Housing Tenure Keeps Hitting Record Highs
As we mentioned, the supply of housing is limited in places where people want to live. Government restrictions prevent building houses in areas that need them such as the populous parts of California. This is pushing up the average length home owners stay in their house. As you can see from the chart below, the average tenure of U.S. homeownership is 8.18 years which is an all-time high.
While homeowners are in the best sellers’ market in the past 10 years, there aren’t enough new homes to move into, so they stay in their existing home longer. The average realized price gain in Q4 was $54,000 which was up from $47,133 in Q4 2016. This is the best price gain since Q3 2007. This price gain is a 29.7% return on investment.
Home Sizes Are Declining
One of the reasons the price of new homes may have decreased in January, besides month to month volatility, is the size of new single homes is declining. As you can see from the chart below, the NAHB data shows the median single family home declined to 2,371 square feet and the average new single family home fell to 2,571 square feet.
The home builders initially focused on larger, more expensive homes after the housing recovery. However, now builders are focusing on the low end of the market. This is a great sign for those looking for more affordable housing. It is supported by the January report which showed supply increasing. Even with this recent decline, the 1 year moving average of the size of the new median home is up 13% from the recent trough.

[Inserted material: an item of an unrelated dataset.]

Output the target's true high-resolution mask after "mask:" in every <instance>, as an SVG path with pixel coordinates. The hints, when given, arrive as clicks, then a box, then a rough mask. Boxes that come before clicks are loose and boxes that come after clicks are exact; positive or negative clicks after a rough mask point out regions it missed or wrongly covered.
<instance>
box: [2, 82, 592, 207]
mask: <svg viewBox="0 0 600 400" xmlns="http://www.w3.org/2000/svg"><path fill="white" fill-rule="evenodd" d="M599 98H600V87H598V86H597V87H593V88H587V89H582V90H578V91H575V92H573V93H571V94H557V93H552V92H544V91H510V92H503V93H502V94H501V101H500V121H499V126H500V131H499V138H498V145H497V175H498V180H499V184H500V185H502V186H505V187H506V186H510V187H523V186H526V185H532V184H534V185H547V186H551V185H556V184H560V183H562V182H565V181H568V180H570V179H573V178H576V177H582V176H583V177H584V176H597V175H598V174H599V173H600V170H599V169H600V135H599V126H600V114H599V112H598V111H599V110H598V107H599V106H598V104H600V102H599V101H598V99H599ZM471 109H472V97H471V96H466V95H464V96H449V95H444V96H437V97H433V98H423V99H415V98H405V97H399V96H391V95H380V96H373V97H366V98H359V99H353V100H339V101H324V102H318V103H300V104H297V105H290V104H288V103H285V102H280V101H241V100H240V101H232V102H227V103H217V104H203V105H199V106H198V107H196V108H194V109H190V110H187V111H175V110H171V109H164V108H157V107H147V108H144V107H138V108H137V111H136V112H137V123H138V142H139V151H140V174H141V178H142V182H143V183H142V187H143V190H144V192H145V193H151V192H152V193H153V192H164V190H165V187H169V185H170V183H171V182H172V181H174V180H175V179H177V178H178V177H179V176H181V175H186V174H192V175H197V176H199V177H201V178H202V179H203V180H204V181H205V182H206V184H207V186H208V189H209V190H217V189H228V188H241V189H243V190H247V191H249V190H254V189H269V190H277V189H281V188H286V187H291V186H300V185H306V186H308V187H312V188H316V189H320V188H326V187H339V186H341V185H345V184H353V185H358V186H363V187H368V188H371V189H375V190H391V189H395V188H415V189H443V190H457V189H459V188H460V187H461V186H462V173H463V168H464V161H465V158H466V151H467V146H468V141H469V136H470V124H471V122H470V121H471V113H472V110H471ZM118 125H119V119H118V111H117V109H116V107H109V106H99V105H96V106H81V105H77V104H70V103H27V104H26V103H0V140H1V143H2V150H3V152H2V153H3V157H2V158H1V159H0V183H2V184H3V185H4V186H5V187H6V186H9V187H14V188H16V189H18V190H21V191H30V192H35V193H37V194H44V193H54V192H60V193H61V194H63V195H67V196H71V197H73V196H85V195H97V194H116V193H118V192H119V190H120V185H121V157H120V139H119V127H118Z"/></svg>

Although this chart looks disconcerting because it is falling like it did during the last recession, this is good news because home builders moving from focusing on expensive to lower priced housing means there’s increased demand for more affordable housing, a signal that could suggest prices are getting too high. This is a sign that the housing cycle is moving to its maturation stage. There’s probably a few years before this cycle rolls over. When the cycle turns, it won’t get as bad as the last cycle which culminated into the housing crisis, because the loans given out were to more worthy borrowers than previously. While some areas of real estate are experiencing bubble like valuations, stating that something that is overvalued is in a bubble is an incorrect perspective. Overall, the housing market in the US is becoming overvalued, but is not in a bubble like in 2007.

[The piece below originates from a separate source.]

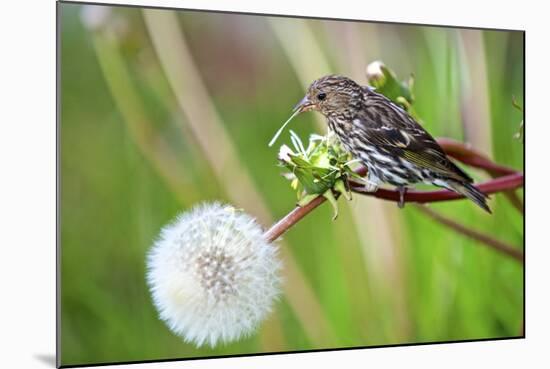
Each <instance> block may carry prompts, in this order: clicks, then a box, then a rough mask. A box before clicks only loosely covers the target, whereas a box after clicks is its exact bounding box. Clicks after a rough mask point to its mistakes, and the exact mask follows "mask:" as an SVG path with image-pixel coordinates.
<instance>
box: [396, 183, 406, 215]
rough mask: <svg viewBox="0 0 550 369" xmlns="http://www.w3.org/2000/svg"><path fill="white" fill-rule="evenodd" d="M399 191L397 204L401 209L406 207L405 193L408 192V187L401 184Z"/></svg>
mask: <svg viewBox="0 0 550 369" xmlns="http://www.w3.org/2000/svg"><path fill="white" fill-rule="evenodd" d="M397 191H399V202H398V203H397V206H398V207H399V209H403V208H404V207H405V194H406V193H407V187H405V186H399V187H397Z"/></svg>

Unfortunately, even though the government wants to get people into homes, it is hurting housing affordability because of red tape preventing new construction. The increase in building material costs because of the commodity price increases in 2018 are also hurting the home builders. The housing market is healthy and as long as the labor market remains strong and experiences some increased wage growth, which has thus far not been the case, the housing market will stay healthy, experiencing normal cyclical ups and downs, but not the types of shocks experienced in 2008. Based on the business cycle timing indicators we use, there should be a couple more years of strength.